The collections module is built in module that implements specialized container data types that are alternatives to Python's general purpose built in containers

We've already gone over the basics: list, tuple, set, and dict

Counter is a dict subclass which helps count hashable objects. 

Inside of it, elements are stored as dictionary keys and the counts of objects are stored as the value.

In [1]:
# counter

from collections import Counter

In [2]:
l = [1,1,1,1,2,2,2,2,3,3,3,3,4,4,4,4,5,5,5]

In [3]:
Counter(l) #counts how many times each value shows up

Counter({1: 4, 2: 4, 3: 4, 4: 4, 5: 3})

In [4]:
s = 'aaaaaaaaaasssssssssssssggggggggggggggggghhhhhhheeeeee'

In [5]:
Counter(s) # counts how many times each letter shows up

Counter({'a': 10, 's': 13, 'g': 17, 'h': 7, 'e': 6})

In [9]:
# how many times does each word show up in a sentence?
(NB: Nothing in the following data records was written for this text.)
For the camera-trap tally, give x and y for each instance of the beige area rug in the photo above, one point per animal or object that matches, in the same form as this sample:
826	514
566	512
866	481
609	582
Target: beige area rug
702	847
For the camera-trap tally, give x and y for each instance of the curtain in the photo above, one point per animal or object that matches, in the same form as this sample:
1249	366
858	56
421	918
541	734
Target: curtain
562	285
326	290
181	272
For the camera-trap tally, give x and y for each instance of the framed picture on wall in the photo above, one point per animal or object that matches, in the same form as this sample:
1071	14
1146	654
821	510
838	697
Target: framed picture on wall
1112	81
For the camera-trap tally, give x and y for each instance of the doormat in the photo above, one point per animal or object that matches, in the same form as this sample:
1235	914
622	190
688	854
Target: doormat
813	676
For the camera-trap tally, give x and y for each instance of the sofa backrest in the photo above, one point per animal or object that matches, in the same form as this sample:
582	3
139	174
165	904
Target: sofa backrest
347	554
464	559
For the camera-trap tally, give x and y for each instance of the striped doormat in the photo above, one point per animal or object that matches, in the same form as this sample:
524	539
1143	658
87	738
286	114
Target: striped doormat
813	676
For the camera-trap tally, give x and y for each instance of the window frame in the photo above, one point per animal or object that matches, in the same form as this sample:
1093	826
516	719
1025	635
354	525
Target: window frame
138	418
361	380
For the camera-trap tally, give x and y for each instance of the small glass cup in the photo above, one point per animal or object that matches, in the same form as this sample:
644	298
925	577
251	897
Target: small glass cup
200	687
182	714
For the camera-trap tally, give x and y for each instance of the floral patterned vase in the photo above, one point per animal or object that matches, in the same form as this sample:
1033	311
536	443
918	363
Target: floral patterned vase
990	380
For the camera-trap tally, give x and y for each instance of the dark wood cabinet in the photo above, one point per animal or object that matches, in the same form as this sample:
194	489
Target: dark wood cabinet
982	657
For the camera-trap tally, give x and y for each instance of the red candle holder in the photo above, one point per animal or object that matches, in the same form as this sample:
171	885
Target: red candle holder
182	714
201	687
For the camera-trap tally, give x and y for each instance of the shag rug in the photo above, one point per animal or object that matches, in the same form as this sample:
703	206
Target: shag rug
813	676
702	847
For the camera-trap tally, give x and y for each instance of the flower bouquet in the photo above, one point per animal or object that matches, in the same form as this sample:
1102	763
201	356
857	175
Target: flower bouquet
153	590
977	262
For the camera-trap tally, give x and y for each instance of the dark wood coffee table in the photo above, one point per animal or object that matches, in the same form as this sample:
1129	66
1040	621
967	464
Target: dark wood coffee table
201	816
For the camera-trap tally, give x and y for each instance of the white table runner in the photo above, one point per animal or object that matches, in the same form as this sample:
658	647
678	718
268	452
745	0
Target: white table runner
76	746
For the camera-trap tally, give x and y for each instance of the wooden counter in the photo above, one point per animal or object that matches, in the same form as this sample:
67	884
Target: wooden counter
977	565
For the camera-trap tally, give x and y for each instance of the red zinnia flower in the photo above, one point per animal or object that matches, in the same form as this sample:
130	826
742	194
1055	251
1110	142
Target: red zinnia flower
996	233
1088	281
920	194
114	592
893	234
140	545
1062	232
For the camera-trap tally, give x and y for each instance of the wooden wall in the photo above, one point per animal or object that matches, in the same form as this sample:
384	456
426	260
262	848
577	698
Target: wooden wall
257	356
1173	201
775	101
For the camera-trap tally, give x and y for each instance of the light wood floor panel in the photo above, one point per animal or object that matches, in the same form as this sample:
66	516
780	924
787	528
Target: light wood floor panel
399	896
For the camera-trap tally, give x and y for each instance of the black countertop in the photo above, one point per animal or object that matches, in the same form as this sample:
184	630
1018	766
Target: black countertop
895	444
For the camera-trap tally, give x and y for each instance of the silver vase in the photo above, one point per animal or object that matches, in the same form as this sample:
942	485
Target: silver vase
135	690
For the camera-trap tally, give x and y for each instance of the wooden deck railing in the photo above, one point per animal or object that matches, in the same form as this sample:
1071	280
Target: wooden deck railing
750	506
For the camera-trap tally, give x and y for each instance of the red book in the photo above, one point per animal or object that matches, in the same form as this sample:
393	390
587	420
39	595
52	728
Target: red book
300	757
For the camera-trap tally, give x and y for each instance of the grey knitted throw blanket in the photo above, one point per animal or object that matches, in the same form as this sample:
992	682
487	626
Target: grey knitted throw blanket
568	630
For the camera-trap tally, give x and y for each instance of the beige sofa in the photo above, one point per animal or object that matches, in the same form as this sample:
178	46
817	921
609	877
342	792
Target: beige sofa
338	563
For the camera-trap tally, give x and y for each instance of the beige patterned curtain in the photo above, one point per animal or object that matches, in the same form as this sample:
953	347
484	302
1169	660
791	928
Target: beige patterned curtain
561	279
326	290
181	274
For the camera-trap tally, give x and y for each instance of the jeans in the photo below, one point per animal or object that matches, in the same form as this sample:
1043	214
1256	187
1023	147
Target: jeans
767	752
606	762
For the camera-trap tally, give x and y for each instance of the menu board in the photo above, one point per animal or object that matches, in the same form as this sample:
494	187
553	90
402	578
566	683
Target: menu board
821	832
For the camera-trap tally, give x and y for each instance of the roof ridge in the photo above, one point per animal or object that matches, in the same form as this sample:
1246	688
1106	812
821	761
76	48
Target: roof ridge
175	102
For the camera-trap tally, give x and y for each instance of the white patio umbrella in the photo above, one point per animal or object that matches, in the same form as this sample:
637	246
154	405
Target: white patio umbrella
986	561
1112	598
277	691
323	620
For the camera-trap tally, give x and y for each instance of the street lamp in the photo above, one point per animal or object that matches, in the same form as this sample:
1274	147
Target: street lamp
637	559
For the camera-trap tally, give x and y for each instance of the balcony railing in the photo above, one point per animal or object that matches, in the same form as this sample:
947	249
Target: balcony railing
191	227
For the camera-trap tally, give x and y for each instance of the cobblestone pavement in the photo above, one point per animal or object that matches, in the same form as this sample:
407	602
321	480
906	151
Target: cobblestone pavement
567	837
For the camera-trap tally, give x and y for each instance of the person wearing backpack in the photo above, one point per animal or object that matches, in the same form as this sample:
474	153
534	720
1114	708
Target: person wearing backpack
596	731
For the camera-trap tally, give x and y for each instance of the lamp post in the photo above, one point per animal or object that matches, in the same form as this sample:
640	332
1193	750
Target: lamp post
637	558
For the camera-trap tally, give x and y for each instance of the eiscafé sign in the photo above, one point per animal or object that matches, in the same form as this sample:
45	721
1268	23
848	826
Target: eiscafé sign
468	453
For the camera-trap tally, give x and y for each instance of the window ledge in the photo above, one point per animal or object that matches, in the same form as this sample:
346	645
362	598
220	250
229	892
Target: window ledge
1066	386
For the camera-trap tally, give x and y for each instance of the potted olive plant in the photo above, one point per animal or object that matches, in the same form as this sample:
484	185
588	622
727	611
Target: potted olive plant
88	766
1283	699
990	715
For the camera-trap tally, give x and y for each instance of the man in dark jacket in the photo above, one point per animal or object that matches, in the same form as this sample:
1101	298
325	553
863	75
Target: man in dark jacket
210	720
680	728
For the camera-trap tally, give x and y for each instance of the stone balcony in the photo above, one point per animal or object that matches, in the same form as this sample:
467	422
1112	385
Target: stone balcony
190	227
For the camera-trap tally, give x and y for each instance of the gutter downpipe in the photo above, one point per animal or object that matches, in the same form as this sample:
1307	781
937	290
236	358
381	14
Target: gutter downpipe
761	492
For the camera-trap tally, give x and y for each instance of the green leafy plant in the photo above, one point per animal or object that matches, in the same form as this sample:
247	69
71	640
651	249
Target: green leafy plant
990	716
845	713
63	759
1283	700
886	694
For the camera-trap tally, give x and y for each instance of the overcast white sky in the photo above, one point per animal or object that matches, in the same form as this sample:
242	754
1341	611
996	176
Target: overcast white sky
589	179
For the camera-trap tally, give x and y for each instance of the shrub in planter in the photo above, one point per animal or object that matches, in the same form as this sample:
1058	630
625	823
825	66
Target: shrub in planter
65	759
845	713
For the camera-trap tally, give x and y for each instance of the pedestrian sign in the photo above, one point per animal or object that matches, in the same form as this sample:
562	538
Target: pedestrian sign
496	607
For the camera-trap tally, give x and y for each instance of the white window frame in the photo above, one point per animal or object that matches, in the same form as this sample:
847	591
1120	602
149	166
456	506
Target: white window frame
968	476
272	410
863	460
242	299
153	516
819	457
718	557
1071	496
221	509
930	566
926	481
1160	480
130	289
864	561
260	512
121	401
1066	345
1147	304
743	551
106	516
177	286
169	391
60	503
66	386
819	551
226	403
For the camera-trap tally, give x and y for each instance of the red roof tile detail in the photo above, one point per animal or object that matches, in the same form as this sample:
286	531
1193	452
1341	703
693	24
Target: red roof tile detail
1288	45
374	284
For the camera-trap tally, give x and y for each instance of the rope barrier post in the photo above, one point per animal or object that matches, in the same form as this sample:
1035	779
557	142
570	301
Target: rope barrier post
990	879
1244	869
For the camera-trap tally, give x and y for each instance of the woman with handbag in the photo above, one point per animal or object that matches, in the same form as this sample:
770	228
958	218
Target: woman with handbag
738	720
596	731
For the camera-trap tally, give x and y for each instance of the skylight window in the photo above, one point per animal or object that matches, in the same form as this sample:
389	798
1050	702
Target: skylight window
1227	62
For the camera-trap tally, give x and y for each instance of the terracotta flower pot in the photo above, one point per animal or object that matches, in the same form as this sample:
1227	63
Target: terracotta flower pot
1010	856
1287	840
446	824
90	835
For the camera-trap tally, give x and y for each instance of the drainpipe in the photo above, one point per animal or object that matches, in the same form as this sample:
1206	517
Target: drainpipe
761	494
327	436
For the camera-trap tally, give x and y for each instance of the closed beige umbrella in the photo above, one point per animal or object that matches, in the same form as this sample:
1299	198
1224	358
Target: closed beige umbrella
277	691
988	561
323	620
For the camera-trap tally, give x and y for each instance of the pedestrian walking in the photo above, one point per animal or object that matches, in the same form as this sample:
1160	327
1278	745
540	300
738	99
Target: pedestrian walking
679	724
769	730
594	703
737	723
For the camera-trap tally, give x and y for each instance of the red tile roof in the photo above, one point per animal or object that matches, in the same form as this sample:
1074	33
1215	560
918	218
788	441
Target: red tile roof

s = 'How many times does does does each word word show up in this this this sentence?'

In [10]:
words = s.split()

Counter(words)

Counter({'How': 1,
         'many': 1,
         'times': 1,
         'does': 3,
         'each': 1,
         'word': 2,
         'show': 1,
         'up': 1,
         'in': 1,
         'this': 3,
         'sentence?': 1})

In [11]:
c = Counter(words) # we can run various methods off of a Counter object

In [13]:
c.most_common(3) # 3 most common words

[('does', 3), ('this', 3), ('word', 2)]

Common methods off Counter object:

-- sum(c.values()) - total of all counts

-- c.clear() - reset all counts

-- list(c) - list unique elements

-- set(c) - convert to set

-- dict(c) - convert to regular dictionary

-- c.items() - convert to list of (element, count) pairs

-- Counter(dict(listofpairs)) - convert from list of (element, count) pairs 

-- c.most_common()[:-n-1:-1] - find n least common elements

-- x += Counter() - remove zero and negative counts

In [14]:
sum(c.values())

16

In [16]:
list(c)

['How',
 'many',
 'times',
 'does',
 'each',
 'word',
 'show',
 'up',
 'in',
 'this',
 'sentence?']

In [17]:
set(c)

{'How',
 'does',
 'each',
 'in',
 'many',
 'sentence?',
 'show',
 'this',
 'times',
 'up',
 'word'}

In [18]:
dict(c)

{'How': 1,
 'many': 1,
 'times': 1,
 'does': 3,
 'each': 1,
 'word': 2,
 'show': 1,
 'up': 1,
 'in': 1,
 'this': 3,
 'sentence?': 1}

In [19]:
c.items()

dict_items([('How', 1), ('many', 1), ('times', 1), ('does', 3), ('each', 1), ('word', 2), ('show', 1), ('up', 1), ('in', 1), ('this', 3), ('sentence?', 1)])

In [20]:
c.most_common()[:-3-1:-1] 

[('sentence?', 1), ('in', 1), ('up', 1)]

## defaultdict()

defaultdict is a dictionary like object which provides all methods from dictionary but takes first argument default_factory as default data type for the dictionary.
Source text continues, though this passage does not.